Ressi, looking at Musk, playfully raised the possibility of certain well-funded “secret teams” entering the XPRIZE race at the last minute. Talk turned to Amazon founder Jeff Bezos, who was also getting into the space field and had a new, under-the-radar company called Blue Origin, headquartered in Seattle in a one-story warehouse—its windows covered in blue paper.
Soon, the discussion at the dinner table turned to the Columbia shuttle disaster and the national outpouring of grief. Elon remarked that it had shown him just how much people still cared about space and admired their astronauts. There was a feeling among the group that night that they had arrived at an unexpected moment in history. NASA had grounded manned flights, but because of the XPRIZE—and because of entrepreneurs including Elon—the prospects for getting humans off planet had never looked better.

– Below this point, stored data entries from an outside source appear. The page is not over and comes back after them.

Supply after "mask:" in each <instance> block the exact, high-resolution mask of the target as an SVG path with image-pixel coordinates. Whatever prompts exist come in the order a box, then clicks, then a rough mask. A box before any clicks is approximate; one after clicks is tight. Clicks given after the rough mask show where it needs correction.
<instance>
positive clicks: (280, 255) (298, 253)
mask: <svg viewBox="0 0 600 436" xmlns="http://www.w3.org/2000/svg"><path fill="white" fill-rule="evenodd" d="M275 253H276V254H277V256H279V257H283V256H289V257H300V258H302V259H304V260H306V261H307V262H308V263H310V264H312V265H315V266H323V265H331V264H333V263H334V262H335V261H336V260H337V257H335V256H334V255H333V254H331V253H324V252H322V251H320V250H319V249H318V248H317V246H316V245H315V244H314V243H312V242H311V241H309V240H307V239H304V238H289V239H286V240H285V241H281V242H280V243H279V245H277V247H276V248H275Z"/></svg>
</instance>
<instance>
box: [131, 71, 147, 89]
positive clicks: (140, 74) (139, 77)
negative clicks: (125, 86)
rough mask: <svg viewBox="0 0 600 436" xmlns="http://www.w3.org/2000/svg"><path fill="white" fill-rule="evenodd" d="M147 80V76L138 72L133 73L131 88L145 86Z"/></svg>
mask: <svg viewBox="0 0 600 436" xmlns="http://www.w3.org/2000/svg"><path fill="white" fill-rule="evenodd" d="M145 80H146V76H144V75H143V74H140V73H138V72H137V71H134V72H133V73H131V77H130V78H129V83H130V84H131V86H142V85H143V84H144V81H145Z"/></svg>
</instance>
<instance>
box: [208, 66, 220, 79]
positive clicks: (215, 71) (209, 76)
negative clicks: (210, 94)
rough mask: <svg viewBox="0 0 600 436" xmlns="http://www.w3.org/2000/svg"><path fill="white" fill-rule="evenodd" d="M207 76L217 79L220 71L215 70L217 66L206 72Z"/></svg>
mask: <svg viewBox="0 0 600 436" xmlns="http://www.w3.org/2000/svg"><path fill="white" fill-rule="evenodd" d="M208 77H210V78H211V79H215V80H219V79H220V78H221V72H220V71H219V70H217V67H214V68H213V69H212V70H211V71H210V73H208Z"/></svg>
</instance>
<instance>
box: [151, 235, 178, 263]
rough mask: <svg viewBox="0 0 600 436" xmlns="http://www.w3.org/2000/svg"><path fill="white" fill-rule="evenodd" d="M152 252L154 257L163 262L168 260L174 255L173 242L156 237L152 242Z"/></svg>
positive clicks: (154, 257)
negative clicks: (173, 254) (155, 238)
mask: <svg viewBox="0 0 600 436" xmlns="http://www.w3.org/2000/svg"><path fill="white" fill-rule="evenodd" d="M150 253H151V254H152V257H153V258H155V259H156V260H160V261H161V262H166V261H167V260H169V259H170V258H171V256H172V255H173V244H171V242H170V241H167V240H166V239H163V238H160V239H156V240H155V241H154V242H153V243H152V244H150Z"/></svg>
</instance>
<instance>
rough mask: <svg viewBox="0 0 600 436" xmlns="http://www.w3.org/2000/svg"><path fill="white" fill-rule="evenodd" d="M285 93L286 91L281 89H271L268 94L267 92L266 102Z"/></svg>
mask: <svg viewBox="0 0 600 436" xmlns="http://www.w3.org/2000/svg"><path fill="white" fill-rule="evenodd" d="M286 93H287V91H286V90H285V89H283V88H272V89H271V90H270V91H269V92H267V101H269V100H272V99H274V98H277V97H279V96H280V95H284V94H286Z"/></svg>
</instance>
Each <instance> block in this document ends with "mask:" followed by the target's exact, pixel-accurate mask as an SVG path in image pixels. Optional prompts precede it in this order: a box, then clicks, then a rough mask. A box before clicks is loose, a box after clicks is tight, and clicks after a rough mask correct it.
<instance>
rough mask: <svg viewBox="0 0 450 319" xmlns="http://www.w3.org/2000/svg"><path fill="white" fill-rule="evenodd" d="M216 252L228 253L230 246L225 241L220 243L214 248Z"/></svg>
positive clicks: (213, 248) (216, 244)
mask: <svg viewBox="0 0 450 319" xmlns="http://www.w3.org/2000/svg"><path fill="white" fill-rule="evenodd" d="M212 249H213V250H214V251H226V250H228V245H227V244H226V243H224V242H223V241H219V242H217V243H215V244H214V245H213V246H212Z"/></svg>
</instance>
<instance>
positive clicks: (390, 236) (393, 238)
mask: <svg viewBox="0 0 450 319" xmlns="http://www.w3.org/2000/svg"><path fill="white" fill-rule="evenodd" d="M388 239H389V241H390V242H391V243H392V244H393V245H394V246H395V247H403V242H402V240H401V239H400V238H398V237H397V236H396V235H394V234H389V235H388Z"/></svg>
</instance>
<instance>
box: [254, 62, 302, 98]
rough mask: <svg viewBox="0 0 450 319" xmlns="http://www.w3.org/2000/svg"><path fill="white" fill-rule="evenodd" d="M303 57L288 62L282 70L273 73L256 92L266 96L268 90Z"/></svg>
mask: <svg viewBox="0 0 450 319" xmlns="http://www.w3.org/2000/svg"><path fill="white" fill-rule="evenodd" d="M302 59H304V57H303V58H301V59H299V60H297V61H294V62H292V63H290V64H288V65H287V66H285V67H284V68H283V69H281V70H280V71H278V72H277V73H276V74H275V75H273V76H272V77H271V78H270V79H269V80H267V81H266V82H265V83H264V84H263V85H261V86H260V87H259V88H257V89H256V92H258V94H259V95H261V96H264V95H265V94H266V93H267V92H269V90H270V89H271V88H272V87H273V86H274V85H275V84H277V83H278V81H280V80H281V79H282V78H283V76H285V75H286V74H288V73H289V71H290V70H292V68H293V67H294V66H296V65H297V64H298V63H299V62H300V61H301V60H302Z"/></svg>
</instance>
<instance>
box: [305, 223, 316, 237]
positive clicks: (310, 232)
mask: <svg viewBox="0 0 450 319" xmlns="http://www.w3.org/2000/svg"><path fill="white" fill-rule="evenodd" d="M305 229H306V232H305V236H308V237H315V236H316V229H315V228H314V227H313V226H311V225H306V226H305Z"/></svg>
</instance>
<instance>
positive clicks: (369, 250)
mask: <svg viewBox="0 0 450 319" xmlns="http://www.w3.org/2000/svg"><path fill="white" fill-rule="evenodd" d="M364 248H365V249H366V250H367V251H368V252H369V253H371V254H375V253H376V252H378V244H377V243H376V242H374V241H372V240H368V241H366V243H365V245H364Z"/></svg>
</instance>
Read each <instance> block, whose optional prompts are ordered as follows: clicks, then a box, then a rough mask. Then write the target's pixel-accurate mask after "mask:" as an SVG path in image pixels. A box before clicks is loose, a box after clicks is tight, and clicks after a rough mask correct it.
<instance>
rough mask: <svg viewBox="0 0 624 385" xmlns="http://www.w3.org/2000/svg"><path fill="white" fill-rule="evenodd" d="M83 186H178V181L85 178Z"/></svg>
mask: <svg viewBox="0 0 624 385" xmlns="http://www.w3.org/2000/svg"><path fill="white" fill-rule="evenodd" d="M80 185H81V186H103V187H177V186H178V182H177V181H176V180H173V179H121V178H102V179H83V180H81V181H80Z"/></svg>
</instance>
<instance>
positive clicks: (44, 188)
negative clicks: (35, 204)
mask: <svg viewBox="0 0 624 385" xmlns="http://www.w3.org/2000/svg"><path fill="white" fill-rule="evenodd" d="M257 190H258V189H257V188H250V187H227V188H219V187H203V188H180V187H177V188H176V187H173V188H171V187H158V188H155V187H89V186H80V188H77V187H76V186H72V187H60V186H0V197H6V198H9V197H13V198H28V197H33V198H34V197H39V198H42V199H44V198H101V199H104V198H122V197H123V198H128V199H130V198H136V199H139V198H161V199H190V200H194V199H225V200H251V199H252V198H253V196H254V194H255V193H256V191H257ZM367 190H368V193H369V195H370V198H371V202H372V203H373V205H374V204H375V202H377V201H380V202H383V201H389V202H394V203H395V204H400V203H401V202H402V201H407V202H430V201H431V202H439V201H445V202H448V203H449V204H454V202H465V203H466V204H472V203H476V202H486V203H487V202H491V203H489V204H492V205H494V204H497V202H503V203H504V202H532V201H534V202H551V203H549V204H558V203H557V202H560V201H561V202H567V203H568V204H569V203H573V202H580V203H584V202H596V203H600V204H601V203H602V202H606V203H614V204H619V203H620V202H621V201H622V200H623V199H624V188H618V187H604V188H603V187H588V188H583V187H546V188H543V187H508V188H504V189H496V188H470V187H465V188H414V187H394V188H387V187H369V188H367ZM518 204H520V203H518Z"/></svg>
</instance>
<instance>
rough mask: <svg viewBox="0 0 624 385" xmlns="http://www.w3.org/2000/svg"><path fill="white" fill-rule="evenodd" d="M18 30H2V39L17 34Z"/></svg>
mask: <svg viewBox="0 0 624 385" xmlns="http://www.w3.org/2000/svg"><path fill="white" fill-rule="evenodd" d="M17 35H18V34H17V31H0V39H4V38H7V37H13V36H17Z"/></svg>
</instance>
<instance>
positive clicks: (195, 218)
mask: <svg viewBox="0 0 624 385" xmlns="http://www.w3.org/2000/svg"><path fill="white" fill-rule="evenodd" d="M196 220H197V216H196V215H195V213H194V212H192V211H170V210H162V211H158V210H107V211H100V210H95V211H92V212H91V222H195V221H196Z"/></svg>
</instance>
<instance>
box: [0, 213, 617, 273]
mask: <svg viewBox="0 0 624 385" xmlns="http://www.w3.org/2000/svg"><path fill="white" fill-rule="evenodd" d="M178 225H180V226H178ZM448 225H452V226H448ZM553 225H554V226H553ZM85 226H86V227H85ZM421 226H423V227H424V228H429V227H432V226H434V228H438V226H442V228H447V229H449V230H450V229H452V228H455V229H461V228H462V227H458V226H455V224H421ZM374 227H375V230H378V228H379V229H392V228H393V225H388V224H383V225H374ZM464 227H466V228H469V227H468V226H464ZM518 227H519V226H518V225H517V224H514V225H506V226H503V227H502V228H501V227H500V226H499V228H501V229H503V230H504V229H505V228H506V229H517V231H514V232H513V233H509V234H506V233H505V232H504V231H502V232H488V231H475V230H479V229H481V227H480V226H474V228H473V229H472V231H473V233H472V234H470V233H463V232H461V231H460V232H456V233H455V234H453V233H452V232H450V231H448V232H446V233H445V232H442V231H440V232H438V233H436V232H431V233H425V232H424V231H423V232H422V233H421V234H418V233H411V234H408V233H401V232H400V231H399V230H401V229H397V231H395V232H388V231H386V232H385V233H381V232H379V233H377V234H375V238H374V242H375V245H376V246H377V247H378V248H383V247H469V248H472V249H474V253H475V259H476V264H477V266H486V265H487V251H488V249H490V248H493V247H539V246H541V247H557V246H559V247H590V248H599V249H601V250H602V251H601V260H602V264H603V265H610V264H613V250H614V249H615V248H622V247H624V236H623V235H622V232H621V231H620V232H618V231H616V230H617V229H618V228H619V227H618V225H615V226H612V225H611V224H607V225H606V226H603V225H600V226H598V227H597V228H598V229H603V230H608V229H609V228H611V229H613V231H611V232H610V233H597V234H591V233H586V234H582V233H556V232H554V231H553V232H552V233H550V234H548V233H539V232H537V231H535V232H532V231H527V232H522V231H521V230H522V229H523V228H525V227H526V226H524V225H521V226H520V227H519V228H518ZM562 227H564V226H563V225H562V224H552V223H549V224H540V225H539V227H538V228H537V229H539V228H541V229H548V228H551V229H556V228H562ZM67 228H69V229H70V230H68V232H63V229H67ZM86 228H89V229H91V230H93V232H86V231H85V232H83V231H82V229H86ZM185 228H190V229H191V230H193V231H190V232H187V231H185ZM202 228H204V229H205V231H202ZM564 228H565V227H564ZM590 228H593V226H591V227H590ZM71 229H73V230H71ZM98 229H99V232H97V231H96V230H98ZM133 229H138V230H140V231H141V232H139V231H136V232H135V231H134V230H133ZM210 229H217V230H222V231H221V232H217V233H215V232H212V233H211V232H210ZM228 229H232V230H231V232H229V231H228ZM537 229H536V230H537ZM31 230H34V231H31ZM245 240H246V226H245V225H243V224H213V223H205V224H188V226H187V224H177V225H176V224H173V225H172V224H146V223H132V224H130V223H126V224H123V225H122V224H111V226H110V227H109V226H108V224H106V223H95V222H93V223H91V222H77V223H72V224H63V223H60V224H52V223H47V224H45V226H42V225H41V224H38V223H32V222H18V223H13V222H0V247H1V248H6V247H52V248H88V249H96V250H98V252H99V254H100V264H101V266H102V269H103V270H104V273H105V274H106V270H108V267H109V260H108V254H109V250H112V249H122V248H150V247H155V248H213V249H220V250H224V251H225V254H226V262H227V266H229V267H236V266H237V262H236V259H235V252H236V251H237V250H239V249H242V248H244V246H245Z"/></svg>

Peter listened to the animated chatter. He looked at the daring group around him and thought of the morning in Mojave with Burt. There were teams building rockets in backyards, rice fields, and deserts. They were willing to risk everything, from ridicule and debt to their personal safety. They were modern-day explorers who shunned federal sponsors. Peter knew there would be errors of illusion and assumption. There would be imperfect starts and certain failure. But this moment felt as real to him as anything before. A changing of the guard. A new beginning. Hypergolic—that’s how it felt. Parts coming together and igniting.